- Born: December 8, 1941 (age 84) Iowa, U.S.
- Education: Stanford University
- Occupations: Journalist and author
- Spouse: Carolina Kenrick
- Children: 3
- Writing career
- Genre: Non-fiction
- Subject: Foreign policy

= John Dinges =

American journalist (born 1941)

John Dinges (December 8, 1941) is an American journalist. He was special correspondent for Time, Washington Post and ABC Radio in Chile. With a group of Chilean journalists, he cofounded the Chilean magazine APSI.
He is the Godfrey Lowell Cabot Professor of International Journalism at Columbia University Graduate School of Journalism, a position he held from 1996 to 2016, currently with emeritus status.

==Early life and career==
John Dinges was born in Iowa. His first job in journalism was at the Des Moines Register and Tribune, followed by a decades long career as a freelance journalist in Latin America, foreign desk assistant editor at The Washington Post, and managing editor at NPR.

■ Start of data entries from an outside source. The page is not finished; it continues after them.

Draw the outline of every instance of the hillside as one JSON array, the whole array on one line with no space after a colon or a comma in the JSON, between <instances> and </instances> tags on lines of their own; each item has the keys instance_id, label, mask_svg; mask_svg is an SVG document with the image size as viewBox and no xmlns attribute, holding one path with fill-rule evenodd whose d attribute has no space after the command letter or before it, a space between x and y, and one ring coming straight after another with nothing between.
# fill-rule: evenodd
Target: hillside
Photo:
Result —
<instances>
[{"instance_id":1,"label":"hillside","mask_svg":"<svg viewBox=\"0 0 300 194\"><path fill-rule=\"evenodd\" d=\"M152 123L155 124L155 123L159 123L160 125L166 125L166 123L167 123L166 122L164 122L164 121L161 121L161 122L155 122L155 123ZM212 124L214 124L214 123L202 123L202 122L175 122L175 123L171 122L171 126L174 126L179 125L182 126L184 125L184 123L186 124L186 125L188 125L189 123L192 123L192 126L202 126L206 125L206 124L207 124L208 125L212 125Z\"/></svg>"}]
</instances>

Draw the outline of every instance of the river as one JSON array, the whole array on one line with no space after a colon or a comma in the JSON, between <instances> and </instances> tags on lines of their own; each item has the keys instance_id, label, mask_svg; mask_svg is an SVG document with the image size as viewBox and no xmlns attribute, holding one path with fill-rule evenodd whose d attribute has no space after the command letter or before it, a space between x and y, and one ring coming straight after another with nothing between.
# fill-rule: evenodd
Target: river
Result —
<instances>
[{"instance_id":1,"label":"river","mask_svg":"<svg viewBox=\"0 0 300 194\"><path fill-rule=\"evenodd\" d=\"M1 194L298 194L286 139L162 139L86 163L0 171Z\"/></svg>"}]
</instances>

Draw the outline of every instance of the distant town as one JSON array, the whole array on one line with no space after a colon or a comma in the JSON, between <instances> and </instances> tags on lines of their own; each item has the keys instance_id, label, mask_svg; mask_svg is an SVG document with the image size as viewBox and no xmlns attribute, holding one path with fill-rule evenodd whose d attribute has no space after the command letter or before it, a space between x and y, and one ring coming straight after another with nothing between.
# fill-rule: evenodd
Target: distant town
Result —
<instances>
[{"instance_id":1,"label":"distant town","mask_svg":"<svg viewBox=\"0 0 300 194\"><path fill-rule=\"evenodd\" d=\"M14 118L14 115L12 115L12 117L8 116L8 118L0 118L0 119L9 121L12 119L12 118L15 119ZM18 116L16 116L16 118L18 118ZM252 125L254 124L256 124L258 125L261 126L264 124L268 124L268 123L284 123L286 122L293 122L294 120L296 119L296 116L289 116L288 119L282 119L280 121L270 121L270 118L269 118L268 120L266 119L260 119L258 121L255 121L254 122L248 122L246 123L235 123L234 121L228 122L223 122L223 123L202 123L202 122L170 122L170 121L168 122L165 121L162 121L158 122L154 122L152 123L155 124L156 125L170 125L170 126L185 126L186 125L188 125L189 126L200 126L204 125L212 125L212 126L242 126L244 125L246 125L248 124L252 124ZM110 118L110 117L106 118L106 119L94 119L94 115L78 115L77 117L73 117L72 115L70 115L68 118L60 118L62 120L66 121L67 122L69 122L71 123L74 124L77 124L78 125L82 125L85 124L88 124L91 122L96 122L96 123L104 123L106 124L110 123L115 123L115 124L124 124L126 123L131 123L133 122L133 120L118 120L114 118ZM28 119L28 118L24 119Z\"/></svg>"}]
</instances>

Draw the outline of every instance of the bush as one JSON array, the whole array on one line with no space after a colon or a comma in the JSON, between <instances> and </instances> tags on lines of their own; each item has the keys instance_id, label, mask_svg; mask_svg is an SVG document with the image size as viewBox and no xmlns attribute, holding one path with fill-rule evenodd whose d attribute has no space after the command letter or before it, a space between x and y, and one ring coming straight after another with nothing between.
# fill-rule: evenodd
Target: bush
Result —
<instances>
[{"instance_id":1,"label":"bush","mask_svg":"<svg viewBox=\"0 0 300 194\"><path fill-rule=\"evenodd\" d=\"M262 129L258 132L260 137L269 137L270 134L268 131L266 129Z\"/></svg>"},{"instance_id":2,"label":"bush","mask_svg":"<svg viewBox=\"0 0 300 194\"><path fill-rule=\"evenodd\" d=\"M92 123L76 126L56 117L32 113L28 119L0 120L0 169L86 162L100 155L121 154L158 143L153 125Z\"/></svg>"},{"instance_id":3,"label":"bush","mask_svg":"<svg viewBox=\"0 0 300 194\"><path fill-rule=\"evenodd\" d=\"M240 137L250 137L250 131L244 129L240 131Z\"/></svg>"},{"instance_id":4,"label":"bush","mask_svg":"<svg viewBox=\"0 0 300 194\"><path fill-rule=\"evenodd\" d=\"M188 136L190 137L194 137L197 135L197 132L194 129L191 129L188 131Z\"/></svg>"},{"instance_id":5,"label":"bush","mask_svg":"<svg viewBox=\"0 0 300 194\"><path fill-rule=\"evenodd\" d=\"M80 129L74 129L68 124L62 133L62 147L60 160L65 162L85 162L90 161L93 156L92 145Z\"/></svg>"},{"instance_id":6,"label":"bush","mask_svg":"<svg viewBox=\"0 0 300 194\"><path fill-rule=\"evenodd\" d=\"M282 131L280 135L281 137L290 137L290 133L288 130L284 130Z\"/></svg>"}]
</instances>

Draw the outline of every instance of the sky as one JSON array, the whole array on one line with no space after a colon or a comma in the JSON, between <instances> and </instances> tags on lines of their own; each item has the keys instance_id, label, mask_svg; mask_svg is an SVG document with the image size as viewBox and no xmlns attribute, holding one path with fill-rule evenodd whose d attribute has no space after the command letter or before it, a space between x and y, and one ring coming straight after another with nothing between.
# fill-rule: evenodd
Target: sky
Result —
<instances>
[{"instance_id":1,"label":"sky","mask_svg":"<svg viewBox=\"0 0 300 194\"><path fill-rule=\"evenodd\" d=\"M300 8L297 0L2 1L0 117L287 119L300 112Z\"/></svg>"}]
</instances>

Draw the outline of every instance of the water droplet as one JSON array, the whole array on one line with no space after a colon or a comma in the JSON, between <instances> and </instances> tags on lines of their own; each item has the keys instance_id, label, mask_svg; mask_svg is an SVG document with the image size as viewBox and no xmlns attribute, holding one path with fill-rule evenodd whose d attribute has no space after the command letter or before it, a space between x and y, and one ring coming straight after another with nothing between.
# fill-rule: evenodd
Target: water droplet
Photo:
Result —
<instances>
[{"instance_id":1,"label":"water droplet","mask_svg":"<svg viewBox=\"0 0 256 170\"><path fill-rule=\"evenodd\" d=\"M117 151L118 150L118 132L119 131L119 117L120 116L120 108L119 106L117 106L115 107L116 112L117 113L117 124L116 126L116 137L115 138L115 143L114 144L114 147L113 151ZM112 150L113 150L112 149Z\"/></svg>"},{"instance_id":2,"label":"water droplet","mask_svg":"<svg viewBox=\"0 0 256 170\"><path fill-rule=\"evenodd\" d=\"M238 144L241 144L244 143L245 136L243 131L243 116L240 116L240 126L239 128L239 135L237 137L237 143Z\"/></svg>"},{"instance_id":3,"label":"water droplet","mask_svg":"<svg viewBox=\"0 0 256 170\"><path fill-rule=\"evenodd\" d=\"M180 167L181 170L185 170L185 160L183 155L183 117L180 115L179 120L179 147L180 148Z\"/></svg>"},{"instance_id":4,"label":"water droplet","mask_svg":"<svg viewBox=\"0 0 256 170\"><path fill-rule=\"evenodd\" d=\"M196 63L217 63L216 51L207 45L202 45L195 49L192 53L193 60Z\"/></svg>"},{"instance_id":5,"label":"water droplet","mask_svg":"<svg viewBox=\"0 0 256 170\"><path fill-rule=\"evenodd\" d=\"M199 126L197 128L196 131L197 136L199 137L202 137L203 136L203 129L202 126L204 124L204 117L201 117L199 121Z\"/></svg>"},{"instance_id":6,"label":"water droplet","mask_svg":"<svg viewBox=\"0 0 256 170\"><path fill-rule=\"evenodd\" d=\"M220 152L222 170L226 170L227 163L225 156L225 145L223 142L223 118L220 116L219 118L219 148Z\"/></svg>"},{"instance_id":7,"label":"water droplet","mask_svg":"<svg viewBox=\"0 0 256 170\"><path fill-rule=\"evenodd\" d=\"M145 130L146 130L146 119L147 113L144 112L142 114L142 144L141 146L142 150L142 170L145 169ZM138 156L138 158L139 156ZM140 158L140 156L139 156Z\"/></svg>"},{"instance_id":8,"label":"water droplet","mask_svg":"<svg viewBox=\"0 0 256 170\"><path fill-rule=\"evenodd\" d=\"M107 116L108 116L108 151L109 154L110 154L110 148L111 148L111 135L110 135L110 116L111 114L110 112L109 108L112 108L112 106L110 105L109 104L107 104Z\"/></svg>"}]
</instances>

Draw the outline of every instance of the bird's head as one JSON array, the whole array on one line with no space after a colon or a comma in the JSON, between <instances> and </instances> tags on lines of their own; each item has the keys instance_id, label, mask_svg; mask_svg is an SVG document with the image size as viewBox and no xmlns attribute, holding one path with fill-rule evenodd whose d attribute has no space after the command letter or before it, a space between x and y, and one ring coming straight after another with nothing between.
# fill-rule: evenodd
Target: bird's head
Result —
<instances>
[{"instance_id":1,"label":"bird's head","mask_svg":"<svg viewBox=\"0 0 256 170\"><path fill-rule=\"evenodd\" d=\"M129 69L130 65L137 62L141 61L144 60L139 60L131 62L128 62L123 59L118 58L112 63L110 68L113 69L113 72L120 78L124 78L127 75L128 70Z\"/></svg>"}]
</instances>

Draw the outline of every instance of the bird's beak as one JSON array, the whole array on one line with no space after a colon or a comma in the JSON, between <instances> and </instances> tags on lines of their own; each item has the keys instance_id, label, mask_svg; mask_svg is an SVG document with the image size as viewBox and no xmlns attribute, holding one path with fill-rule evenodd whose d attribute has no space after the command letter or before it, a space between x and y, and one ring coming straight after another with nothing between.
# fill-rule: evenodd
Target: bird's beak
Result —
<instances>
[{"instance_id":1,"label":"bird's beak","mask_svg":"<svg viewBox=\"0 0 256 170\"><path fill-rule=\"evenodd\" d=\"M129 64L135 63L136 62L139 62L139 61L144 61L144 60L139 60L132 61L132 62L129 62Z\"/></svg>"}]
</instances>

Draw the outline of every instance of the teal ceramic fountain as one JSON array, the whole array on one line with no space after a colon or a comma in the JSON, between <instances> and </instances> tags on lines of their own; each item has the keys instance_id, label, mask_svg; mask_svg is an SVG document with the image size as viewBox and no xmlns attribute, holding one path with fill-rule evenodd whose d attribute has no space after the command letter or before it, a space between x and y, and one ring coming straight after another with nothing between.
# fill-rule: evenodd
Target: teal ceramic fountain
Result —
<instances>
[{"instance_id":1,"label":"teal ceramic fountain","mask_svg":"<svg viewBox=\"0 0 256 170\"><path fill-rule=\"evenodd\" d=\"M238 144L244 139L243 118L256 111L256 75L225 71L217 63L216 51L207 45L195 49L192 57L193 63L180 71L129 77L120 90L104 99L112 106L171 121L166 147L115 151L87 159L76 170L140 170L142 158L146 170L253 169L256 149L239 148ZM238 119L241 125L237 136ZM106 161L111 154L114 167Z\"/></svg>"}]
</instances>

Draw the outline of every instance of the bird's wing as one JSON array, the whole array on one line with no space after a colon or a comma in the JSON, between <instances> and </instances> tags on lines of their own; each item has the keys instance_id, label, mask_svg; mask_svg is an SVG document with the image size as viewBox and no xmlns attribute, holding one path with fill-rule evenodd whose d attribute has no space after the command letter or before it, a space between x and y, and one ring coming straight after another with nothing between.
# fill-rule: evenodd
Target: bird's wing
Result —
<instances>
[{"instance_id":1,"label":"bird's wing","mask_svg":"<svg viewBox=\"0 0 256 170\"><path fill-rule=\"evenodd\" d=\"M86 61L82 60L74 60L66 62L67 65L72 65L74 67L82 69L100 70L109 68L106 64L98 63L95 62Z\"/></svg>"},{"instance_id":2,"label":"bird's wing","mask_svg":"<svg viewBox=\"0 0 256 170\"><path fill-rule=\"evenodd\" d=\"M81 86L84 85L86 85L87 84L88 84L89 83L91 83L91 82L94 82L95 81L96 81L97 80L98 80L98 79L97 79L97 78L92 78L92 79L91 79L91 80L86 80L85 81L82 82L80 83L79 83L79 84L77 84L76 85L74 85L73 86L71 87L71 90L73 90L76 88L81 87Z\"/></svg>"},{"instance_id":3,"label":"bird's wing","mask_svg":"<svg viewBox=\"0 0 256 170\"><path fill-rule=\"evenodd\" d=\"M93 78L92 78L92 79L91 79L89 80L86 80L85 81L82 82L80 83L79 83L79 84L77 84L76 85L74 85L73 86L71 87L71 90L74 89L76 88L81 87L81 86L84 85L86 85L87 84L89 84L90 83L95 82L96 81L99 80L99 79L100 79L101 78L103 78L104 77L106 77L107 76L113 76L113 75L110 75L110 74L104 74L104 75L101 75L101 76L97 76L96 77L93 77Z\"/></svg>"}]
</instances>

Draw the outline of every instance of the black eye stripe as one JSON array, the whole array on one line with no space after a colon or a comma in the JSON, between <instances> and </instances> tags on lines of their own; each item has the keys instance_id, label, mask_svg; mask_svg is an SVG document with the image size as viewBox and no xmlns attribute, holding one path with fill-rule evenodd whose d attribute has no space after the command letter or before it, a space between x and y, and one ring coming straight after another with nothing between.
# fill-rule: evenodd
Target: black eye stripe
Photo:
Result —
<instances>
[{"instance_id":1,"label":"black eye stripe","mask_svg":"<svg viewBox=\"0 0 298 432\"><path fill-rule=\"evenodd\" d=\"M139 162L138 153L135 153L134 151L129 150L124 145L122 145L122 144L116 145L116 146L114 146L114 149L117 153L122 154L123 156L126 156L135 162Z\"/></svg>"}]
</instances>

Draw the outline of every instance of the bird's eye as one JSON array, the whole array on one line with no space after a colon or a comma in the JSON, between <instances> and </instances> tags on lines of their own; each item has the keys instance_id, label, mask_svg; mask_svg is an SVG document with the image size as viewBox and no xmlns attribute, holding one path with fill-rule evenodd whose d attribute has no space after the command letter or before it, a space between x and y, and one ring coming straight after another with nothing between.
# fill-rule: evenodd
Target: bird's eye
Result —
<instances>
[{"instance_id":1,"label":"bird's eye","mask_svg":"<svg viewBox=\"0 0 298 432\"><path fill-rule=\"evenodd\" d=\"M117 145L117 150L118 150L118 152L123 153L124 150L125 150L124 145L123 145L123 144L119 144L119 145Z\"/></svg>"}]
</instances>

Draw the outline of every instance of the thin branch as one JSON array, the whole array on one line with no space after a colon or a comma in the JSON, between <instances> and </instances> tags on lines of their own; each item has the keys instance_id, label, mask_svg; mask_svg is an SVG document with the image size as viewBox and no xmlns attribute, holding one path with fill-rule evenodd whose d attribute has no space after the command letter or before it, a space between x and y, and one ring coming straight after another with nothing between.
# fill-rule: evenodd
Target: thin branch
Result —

Dinges earned a bachelor's degree in English and Philosophy from Loras College, and a master's degree in Latin American studies from Stanford University. He studied theology at the University of Innsbruck in Austria for three years, with the intention of becoming a Catholic priest, before switching to journalism.

He worked on the foreign desk of The Washington Post, traveling as a reporter to cover the civil wars in El Salvador, Guatemala and Nicaragua.
From 1972 to 1978 Dinges lived in Chile, "one of the few American journalists to live in Chile during its most violent period of military rule". He helped create three Chilean media organizations. The first, APSI/Actualidad Internacional, was founded in 1976, under intense military censorship, and became one of the leading investigative news magazines exposing the abuses of the military.

In 2008 after six-months as a Fulbright visiting professor at Universidad Alberto Hurtado, he created the investigative journalism center, Centro de Investigación e Información Periodística (CIPER), in association with Monica González, a prominent investigative reporter.

In collaboration with investigative journalists Jorge Escalante, Pascale Bonnefoy, María Olivia Mönckeberg and Maria Jose Vilches, he created ArchivosChile, which carried out groundbreaking investigations exploring the secret documentary record of the military government. ArchivosChile was based for several years in the University of Chile's communications school, ICEI.

He is executive director and board chair of the U.S.-based Center for Investigation and Information (CIINFO) of Washington DC. CIINFO was the non-profit fundraising vehicle for ArchivosChile and CIPER, as well as a series of investigative journalism projects, most recently on Operation Condor and military dictatorships in South America.

From 1985 to 1996 he worked at National Public Radio as managing editor, acting senior foreign editor and editorial director.

From 1996 to 2016 he was the Godfrey Lowell Cabot Professor of International Journalism at Columbia University Graduate School of Journalism, currently emeritus.

In April 2015, John Dinges provided extensive testimony as a witness for Prosecutor Pablo Ouviña during the "Plan Condor" trial in Buenos Aires, Argentina. As an expert on Operation Condor, Dinges is the most frequently cited expert witness in the prosecutor's case due to his significant contributions to the investigation across multiple countries including Chile, Paraguay, Argentina, Uruguay, Bolivia, Brazil, and the United States. His contributions include authoring two notable books - "Assassination on Embassy Row" and "The Condor Years" - conducting interviews with over a dozen police, military agents, and victims, and gathering crucial data from intelligence archives in the region. In May 2016, the verdict of the tribunal, the "Tribunal Oral Federal N°1", declared 15 convictions directly related to the forced disappearance of 106 victims.

==Personal life==
Dinges married Carolina Kenrick. They have 3 children. Tomas was born in Santiago in 1977 and lives and works in Chile. Sebastián and Camila were born in Washington DC.

==Books==

- Assassination on Embassy Row (Pantheon 1980), with Saul Landau, on Orlando Letelier's murder; finalist for the Edgar Allan Poe Award 1981 for "Best Fact Crime."
- Our Man in Panama (Random House 1990); book on Manuel Noriega .
- The Condor Years: How Pinochet and his Allies Brought Terrorism to Three Continents, The New Press 2003, about Operation Condor.
- Sound Reporting: The NPR Guide to Radio Reporting and Production (editor).
- Independence and Integrity (editor).
- Dinges, John (2025). "Chile in Their Hearts: The Untold Story of Two Americans Who Went Missing after the Coup"

==Awards==
- Maria Moors Cabot Prize for excellence in Latin American reporting
- Latin American Studies Media Award
- two Alfred I. Dupont-Columbia University Awards (as NPR Managing Editor)

He serves on the advisory boards of Human Rights Watch and the National Security Archive, and is a juror for the Maria Moors Cabot Prizes and the du-Pont Columbia awards.